Neonatal diabetes mellitus: chromosomal analysis in transient and permanent cases

Abstract

Objectives: To describe a large cohort of patients with transient neonatal diabetes mellitus (TNDM) and permanent neonatal diabetes mellitus (PNDM), and to investigate whether chromosome 6 analysis helps to distinguish TNDM from PNDM.

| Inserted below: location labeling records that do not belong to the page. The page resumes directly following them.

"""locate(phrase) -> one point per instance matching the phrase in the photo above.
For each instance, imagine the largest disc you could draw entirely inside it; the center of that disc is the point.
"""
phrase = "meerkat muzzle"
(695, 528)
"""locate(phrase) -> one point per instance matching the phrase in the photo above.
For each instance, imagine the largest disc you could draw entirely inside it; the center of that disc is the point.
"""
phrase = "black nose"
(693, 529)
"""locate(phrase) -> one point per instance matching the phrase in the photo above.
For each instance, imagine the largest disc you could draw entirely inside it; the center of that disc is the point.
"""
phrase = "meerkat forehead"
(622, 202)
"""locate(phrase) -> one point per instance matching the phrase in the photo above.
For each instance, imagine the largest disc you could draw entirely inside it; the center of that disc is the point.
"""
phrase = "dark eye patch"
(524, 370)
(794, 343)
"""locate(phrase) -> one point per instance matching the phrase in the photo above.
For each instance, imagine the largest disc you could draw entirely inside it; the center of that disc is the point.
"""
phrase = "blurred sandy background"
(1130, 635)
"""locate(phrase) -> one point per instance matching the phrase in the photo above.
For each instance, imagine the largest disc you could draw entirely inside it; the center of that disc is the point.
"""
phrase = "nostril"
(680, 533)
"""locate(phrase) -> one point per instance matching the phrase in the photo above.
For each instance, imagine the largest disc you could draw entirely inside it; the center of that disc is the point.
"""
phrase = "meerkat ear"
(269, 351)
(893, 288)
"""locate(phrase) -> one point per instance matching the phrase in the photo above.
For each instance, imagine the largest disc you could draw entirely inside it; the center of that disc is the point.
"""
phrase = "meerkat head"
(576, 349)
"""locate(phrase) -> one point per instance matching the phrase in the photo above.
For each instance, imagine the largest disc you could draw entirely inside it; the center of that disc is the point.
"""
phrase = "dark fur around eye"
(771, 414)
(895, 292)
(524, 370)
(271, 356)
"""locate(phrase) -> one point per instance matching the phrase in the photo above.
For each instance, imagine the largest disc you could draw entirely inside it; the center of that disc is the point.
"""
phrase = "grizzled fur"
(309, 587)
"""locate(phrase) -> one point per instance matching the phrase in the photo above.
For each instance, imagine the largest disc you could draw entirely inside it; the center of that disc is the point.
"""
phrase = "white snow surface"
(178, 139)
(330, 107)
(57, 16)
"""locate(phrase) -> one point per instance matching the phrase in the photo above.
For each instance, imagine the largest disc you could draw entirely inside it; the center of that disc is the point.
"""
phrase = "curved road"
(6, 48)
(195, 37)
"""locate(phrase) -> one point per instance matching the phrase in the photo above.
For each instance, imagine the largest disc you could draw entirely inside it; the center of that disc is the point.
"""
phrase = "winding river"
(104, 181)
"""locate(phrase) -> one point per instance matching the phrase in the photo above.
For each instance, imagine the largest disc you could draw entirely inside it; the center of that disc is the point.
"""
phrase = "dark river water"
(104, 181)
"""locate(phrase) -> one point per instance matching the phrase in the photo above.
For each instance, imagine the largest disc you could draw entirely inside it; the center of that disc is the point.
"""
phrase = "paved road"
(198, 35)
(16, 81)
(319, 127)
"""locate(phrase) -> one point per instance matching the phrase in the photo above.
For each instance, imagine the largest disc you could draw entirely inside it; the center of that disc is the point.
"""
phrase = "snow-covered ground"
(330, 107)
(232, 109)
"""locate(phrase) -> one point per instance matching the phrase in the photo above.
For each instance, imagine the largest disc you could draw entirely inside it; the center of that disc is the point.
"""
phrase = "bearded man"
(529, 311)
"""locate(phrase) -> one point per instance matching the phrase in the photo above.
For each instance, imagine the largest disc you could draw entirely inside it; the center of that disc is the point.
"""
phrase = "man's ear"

Study design: Patients with TNDM (n = 29) (insulin therapy for <3 years) and 21 with PNDM were identified through a nationwide study.

Results: Although patients with PNDM were less likely to have had intrauterine growth restriction (36% vs 74% for TNDM, P <.006), were older at diagnosis (median: 27 vs 6 days, P <.01), and had higher initial insulin requirements (1.4 U/kg/day vs 0.6 U/kg/day, P <.006), no clinical features were reliable in distinguishing PNDM from TNDM on an individual case basis. Permanent insulin-dependent diabetes developed in 5 TNDM patients after 8 years of age, emphasizing the need for prolonged follow-up. Among the 19 TNDM patients tested, two had paternal isodisomy of chromosome 6, seven from 4 families had paternally-derived trisomy of the 6q region, and two had a methylation defect in the 6q24 region. No chromosome 6 anomalies were found in the 9 PNDM patients tested.

Conclusion: When present, a chromosome 6 abnormality is strongly in favor of the "transient" form of the disease.